What I said I came to realize, at this beginning of the post, deals more with the other side of the relationship. Basically, R is like that athletic, pretty, popular kid at your high school. I know that sounds like an extraordinary claim, but bear with me. R, like that kid, knows that what it has is pretty darn awesome. And like that kid, it has grown up with people bending over backwards to ask it to the dance no matter how well or poorly it treated its suitors. But I gotta tell ya, as a Python-guy, it’s almost offensive to me to work in R. I do it. And don’t get me wrong, I am glad it is there. But it does not let you forget that you need it, not the other way around.

Now I must admit that if I started with R, instead of Perl and Python (hell, or even BASH), I might feel the opposite, but I am not sure about that. It also might be that I am just spoiled by working in Python most of my time since that language bends over backwards for me. But Holy Hell, it seems like R is the classic example of design by committee!

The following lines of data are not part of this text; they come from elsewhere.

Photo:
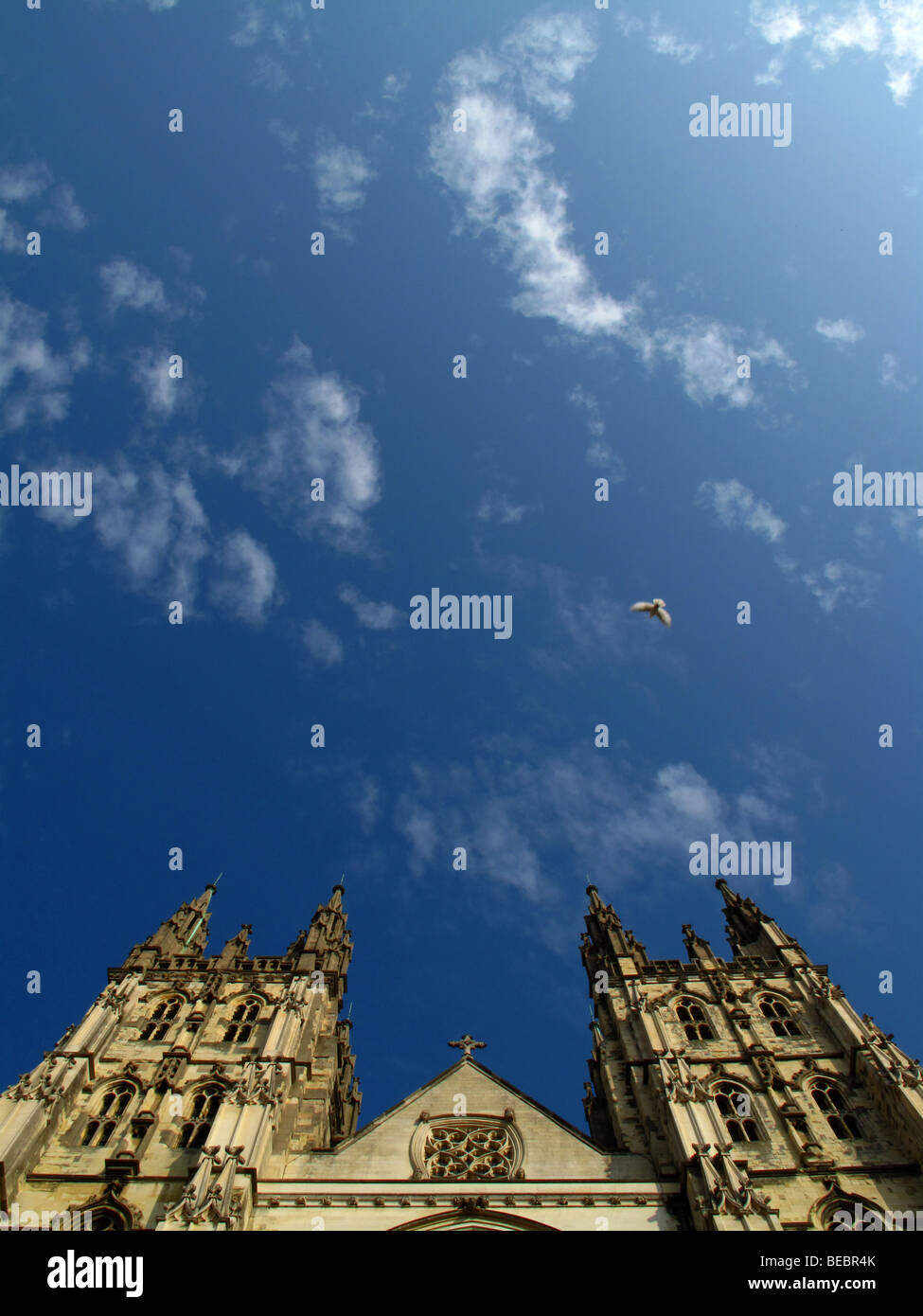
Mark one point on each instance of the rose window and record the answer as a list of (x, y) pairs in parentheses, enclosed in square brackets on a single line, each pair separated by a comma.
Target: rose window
[(469, 1151)]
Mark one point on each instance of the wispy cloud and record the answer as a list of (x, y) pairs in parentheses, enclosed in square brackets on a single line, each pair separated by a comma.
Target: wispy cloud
[(245, 584), (153, 524), (497, 506), (735, 507), (495, 168), (373, 616), (521, 815), (313, 434), (663, 41), (282, 23), (341, 174), (666, 43), (892, 32), (151, 371), (23, 185), (579, 398), (395, 86), (34, 380), (836, 580), (841, 330), (772, 74), (131, 286), (322, 643), (892, 374)]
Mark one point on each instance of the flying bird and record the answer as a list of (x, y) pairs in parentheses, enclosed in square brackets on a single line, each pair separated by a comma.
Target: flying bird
[(654, 608)]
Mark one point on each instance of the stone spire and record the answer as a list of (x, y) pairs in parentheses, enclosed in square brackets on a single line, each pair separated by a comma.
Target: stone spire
[(184, 934), (606, 944), (751, 932)]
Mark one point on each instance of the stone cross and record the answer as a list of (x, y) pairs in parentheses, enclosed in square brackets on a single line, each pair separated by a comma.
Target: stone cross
[(468, 1043)]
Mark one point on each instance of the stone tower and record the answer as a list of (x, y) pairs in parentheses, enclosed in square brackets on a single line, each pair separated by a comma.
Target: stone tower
[(752, 1079), (162, 1107)]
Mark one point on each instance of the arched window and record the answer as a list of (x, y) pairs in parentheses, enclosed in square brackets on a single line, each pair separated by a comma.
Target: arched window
[(105, 1218), (112, 1106), (780, 1018), (828, 1099), (203, 1109), (161, 1018), (242, 1020), (694, 1020), (734, 1104)]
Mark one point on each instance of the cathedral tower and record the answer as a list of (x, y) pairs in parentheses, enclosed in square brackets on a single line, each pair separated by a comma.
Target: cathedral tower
[(752, 1079), (161, 1109)]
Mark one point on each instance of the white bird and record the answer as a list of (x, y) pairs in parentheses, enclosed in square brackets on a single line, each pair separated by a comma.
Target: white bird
[(654, 608)]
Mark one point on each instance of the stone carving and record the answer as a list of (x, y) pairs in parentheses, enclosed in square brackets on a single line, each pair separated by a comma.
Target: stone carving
[(467, 1149)]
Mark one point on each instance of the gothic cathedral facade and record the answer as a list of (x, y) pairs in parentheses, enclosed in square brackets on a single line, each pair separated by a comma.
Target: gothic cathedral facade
[(219, 1094)]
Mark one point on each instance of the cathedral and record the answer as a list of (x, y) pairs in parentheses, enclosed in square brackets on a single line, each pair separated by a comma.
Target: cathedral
[(218, 1093)]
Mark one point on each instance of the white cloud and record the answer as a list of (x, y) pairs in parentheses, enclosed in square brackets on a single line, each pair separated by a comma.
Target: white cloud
[(395, 86), (128, 284), (841, 330), (515, 806), (315, 432), (149, 370), (322, 643), (151, 519), (777, 24), (285, 23), (154, 523), (495, 168), (771, 75), (735, 506), (341, 174), (245, 586), (548, 53), (892, 375), (497, 506), (63, 212), (34, 381), (24, 182), (673, 44), (890, 32), (374, 616), (838, 580), (578, 397)]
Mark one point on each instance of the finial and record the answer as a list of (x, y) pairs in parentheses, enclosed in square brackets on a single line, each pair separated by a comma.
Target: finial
[(468, 1043)]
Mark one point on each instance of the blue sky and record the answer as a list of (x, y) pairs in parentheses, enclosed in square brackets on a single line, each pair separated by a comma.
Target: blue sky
[(579, 366)]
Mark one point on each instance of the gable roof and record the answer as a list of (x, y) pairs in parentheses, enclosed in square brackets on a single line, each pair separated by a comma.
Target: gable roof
[(467, 1062)]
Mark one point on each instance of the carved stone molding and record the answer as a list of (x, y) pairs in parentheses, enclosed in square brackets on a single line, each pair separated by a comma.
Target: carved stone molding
[(455, 1149)]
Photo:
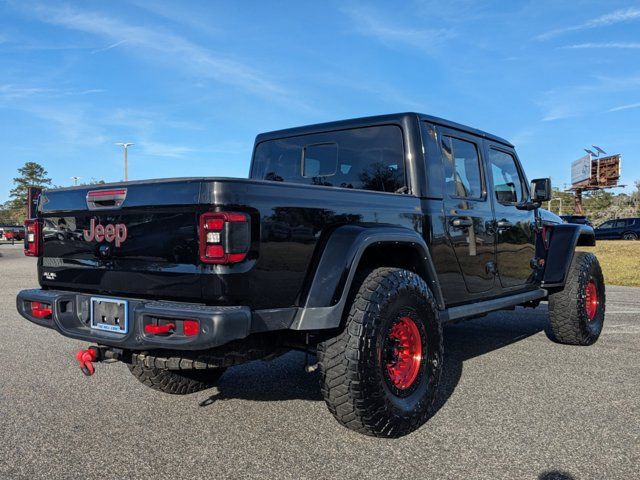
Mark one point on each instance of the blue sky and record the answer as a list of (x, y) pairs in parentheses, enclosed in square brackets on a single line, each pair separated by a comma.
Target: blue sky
[(192, 83)]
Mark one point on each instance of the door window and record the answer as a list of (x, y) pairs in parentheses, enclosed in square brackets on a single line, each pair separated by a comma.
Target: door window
[(507, 182), (608, 224), (464, 177)]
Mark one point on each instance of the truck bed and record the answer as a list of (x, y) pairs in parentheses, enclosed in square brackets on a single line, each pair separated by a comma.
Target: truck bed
[(159, 258)]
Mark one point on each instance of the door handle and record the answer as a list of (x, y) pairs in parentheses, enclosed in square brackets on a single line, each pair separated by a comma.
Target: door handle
[(461, 222), (504, 224)]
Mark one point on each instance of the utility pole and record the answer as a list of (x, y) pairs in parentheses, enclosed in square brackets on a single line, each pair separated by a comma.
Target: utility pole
[(125, 147)]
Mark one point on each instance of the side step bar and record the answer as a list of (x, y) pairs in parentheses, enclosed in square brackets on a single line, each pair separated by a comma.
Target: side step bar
[(479, 308)]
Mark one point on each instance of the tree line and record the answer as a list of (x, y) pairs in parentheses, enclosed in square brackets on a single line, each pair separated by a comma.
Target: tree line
[(31, 174)]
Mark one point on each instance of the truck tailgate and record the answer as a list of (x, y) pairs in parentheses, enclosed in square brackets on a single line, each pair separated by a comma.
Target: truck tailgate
[(140, 239)]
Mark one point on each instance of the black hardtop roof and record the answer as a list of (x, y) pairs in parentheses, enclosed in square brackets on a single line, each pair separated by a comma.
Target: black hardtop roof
[(376, 120)]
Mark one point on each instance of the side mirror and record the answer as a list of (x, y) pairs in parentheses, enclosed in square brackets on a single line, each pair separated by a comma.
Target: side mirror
[(541, 190)]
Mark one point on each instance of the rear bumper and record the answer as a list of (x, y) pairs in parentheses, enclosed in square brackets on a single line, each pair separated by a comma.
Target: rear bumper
[(218, 324)]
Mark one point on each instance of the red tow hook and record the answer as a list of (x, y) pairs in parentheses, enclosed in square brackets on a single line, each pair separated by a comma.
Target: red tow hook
[(85, 358), (160, 329)]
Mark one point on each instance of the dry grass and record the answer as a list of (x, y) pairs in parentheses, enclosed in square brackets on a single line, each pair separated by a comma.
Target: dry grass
[(620, 261)]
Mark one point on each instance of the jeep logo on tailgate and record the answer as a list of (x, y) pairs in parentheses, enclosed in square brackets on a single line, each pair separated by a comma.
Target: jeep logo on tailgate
[(110, 232)]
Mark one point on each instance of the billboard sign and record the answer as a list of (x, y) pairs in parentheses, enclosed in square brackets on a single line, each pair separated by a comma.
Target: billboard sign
[(581, 169)]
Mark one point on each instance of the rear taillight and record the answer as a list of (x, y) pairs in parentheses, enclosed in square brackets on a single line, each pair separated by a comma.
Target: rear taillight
[(224, 237), (32, 238), (41, 310)]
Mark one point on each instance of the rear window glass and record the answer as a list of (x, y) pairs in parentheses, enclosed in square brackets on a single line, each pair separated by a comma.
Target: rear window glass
[(320, 160), (370, 158)]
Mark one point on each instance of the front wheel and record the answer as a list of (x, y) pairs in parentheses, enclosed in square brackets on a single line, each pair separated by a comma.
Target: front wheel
[(577, 311), (380, 374)]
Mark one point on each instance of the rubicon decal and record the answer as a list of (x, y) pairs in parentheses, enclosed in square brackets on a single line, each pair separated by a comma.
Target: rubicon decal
[(110, 232)]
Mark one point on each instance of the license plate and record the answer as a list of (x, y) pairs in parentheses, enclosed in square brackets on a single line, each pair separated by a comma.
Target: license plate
[(109, 314)]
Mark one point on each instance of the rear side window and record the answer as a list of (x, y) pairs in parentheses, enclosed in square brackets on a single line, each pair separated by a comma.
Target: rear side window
[(464, 177), (370, 158), (626, 222)]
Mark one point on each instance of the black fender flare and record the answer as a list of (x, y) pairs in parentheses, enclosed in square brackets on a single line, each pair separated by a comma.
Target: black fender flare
[(332, 278), (562, 245)]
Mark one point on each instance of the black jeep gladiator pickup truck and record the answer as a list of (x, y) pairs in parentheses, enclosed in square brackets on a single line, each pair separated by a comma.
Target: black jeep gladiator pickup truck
[(353, 240)]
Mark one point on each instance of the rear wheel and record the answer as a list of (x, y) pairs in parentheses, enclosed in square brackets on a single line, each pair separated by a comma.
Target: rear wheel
[(380, 374), (176, 382), (577, 312)]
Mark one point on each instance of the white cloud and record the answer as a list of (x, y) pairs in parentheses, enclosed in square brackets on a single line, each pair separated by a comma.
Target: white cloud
[(108, 47), (586, 98), (621, 45), (372, 24), (167, 48), (625, 107), (9, 92), (612, 18)]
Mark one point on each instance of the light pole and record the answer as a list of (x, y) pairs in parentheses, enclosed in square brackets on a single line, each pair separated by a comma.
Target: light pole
[(125, 147)]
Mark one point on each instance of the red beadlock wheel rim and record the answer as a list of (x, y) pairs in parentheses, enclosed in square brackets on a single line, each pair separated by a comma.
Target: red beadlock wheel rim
[(591, 300), (405, 355)]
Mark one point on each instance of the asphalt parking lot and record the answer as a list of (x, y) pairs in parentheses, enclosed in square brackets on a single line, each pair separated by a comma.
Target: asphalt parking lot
[(514, 405)]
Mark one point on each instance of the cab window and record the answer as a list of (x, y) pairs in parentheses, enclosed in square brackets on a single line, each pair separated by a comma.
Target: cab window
[(368, 158), (463, 177), (507, 182)]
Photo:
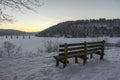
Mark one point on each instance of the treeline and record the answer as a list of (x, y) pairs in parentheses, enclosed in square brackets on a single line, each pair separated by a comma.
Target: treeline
[(84, 28)]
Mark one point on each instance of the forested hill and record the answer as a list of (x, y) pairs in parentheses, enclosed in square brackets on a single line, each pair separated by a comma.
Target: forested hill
[(10, 32), (84, 28)]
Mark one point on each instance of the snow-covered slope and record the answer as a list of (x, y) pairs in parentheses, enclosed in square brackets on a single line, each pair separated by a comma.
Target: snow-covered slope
[(42, 67)]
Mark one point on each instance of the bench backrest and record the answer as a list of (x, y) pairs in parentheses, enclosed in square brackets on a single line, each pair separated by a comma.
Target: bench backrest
[(67, 49)]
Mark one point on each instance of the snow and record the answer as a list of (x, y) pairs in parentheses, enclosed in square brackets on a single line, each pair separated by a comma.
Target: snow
[(42, 67)]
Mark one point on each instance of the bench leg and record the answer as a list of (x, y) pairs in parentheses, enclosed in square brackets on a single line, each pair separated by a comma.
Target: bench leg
[(76, 59), (91, 56), (57, 62), (84, 61)]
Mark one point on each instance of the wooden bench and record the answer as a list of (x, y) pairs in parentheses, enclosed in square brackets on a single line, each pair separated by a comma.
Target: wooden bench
[(79, 50)]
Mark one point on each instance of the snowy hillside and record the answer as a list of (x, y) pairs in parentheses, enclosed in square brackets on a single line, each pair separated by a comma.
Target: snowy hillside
[(35, 63)]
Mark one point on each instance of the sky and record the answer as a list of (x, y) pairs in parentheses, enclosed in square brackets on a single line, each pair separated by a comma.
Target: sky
[(53, 12)]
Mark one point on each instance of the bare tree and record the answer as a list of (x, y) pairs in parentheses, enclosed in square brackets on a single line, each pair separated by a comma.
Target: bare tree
[(16, 5)]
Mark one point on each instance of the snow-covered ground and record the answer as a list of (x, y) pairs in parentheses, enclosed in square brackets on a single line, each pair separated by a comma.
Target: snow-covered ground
[(42, 66)]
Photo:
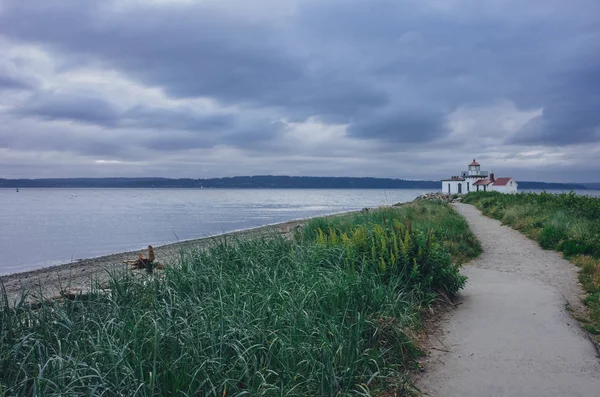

Here are some examples of things that drive me crazy. Please pipe in if you object to or can provide rebuttals that might change my mind about them.

Things that drive me crazy about R

  1. Object methods seem to live in the global namespace.
  2. Documentation is simply hit or miss at best and downright less-than-useless in many cases (and its not just the authors’ fault)
  3. Slicing arrays is overly complicated
  4. The convention of naming variables with a ‘.’ instead of an ‘_’
  5. Assignment operator is twice as many characters as it should be

Each point will probably end up getting its own short post.

Object methods seem to live in the global namespace.

This one might be me not being familiar enough with how R treats scope or namespace, but it sure seems that if I want to call an object method (objMethod) for an R object (rObj), I call objMethod like a global function:

objMethod(rObj)

That sure looks like it lives in the global namespace rather than in its object’s namespace. Here is how this would be done in Python for comparison:

pyObj.objMethod()

You specify the local namespace (pyObj) then call the method that lives in that namespace. Its an object so it knows that it is operating on itself. That’s kinda the whole idea of objects.

Now this might sound like a trivial difference, and to some extent, it is. But it is also kinda dumb in my opinion. For one thing, it needlessly creates confusion when trying to learn a code library. There is nothing in the code that tells me that I can not call objectMethod on non-rObj variables: that it belongs to only objects of the same type as rObj.

In python this is unmistakable.

This is actually a major gripe of mine about R; it really doesn’t seem to want you to have an easy time learning new libraries. However, there is another problem. Because the objectMethod lives in global namespace, it can be overwritten if you load another library that has an object with a method of the same name. This is exactly why object methods live in the local namespace of their objects in most languages.

Anyway, if I am wrong about this, please set me straight. If nothing else, I will learn something new about R that will let me get better at it.